The extra year would be provided to those participating in spring sports like baseball, softball, track, golf and tennis.
Student-athletes deemed seniors in for the spring of 2020 could play in 2021, while underclassmen who played this spring would be able to apply to the NCAA for a waiver restoring an additional year of eligibility.
The so-called “winter” sports, like men’s and women’s basketball, were not included in the extension because regular-season play had concluded for the most part, bringing an end to many schools’ seasons.
University of Southern Mississippi athletic director Jeremy McClain, who had kept a finger on the pulse of the NCAA’s intentions, had expected the organization to extend eligibility if the spring sports’ season was cancelled.
“The NCAA is going to give a year of eligibility back to spring sports,” McClain said earlier this month. “They’ve basically said, ‘Here’s what we want to do, and that’s to give this year back to our spring sports’ athletes,’ and that’s great.”

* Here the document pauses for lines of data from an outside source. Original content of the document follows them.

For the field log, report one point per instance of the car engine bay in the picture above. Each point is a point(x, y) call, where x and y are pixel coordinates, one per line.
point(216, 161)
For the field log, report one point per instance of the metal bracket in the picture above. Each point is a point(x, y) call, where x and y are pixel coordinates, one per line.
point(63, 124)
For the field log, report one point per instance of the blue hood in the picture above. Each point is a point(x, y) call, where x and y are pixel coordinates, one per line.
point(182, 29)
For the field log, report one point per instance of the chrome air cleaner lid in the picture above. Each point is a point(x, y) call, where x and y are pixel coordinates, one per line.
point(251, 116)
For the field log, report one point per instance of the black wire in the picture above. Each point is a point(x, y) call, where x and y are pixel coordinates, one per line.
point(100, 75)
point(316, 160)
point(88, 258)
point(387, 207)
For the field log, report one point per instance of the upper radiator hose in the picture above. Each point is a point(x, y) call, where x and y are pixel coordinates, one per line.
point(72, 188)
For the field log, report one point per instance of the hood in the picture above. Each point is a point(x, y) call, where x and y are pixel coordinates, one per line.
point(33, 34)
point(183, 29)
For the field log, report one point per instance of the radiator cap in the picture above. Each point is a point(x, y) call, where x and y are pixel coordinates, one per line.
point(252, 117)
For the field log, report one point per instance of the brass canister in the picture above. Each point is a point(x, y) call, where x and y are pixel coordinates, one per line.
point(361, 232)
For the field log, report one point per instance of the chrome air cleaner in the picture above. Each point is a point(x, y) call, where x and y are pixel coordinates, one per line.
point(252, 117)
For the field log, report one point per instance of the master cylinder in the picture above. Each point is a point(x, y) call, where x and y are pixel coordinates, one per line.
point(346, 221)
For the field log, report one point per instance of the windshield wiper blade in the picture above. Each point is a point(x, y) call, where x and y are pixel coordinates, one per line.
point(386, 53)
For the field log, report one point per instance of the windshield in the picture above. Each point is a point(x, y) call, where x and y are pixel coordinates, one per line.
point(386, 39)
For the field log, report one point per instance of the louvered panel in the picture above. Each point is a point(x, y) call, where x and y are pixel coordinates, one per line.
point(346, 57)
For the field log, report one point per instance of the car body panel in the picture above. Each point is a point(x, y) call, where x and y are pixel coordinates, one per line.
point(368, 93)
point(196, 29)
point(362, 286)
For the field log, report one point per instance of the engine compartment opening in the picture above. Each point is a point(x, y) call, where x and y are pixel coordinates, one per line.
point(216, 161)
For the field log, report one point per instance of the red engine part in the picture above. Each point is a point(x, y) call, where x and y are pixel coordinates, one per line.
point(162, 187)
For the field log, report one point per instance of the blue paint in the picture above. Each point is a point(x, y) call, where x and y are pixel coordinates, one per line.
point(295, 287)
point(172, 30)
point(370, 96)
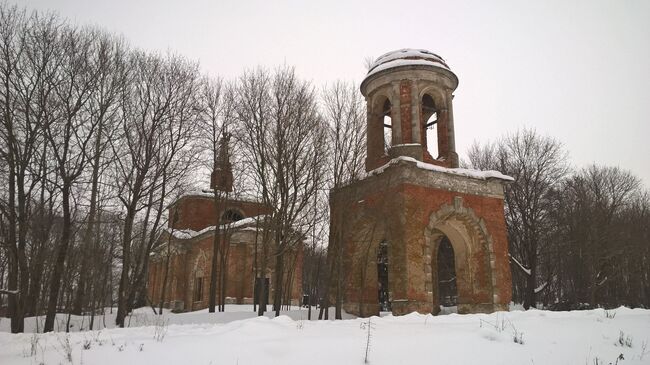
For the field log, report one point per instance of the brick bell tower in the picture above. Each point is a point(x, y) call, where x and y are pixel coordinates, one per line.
point(418, 232)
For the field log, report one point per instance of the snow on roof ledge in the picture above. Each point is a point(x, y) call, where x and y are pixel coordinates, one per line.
point(186, 234)
point(475, 174)
point(407, 57)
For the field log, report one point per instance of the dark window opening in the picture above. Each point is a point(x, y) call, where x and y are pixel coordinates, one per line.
point(388, 125)
point(198, 289)
point(231, 216)
point(430, 118)
point(382, 275)
point(447, 291)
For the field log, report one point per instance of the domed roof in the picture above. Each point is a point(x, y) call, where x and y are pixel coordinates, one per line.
point(407, 57)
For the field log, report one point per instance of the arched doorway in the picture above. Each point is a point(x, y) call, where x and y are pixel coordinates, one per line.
point(455, 234)
point(447, 289)
point(382, 277)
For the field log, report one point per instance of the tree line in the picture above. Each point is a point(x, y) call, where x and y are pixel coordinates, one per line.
point(578, 237)
point(98, 137)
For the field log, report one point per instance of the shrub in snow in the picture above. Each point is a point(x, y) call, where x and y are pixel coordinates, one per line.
point(623, 340)
point(368, 326)
point(610, 314)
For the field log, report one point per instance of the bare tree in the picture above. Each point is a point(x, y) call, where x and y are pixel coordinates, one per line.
point(344, 111)
point(283, 138)
point(538, 164)
point(159, 113)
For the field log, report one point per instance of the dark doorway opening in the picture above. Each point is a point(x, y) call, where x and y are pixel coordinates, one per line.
point(447, 290)
point(382, 276)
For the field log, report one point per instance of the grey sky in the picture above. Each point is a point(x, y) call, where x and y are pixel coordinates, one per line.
point(576, 70)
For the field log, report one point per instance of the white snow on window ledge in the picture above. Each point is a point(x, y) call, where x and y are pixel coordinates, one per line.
point(475, 174)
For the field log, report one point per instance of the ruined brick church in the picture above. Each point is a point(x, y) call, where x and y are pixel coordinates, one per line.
point(418, 231)
point(190, 235)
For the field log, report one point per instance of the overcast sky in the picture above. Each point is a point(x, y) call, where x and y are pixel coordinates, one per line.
point(576, 70)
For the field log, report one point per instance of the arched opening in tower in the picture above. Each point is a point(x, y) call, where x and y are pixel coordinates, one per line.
point(429, 125)
point(382, 277)
point(388, 125)
point(446, 267)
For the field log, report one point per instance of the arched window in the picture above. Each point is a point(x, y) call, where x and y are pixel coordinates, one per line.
point(388, 125)
point(231, 215)
point(447, 290)
point(382, 277)
point(430, 119)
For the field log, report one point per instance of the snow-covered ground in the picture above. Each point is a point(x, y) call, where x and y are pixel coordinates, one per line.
point(238, 337)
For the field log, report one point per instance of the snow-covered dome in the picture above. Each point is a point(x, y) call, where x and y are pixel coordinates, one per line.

Potentially, not so great: The action, voted upon by the NCAA Division I council Monday, would require each individual school to provide the extra funding for any seniors deciding to stay and play an extra year.
According to the Associated Press, the NCAA action allows each school to determine how much scholarship money would be made available to returning seniors, ranging from nothing to as much as the athlete had been receiving.
The NCAA action will allow a one-year expansion of rosters and scholarships to accommodate any returning seniors as well as the incoming signing class.
After the 2021 spring concludes, the usual NCAA parameters for eligibility would return, as well as the roster and scholarship restrictions applicable to each sport.
Student-athletes typically have five years to complete four years of eligibility.
The extra expenses come at a time when programs will be dealing with a potential revenue pinch caused not only by the cancellations of the spring athletic calendar but the shuttering of college basketball’s postseason tournament.
The cancellation of March Madness led the NCAA to cut distributions to member schools by a combined $375 million.
“We had long discussions around the fact that this does not avoid substantially difficult circumstances, but what we felt was important was to localize that decision-making and to ensure that we were as permissive as possible," University of Pennsylvania athletic director/council chairwomn Grace Calhoun told the Associated Press.
“At the end of the day, each institution is going to have to figure out what it can do.”
According to the Associated Press, schools will be able to use the NCAA’s Student Assistance Fund to pay for scholarships for students who take advantage of the additional eligibility in 2020-21.
McClain said USM will deal with whatever issues might be created.
“There’s a long list of things we’re going to have to work through, and we will,” McClain said. “I think the most important thing is that, especially with the spring sports that haven’t started, is that they get that year of eligibility back.”
The Associated Press contributed to this report.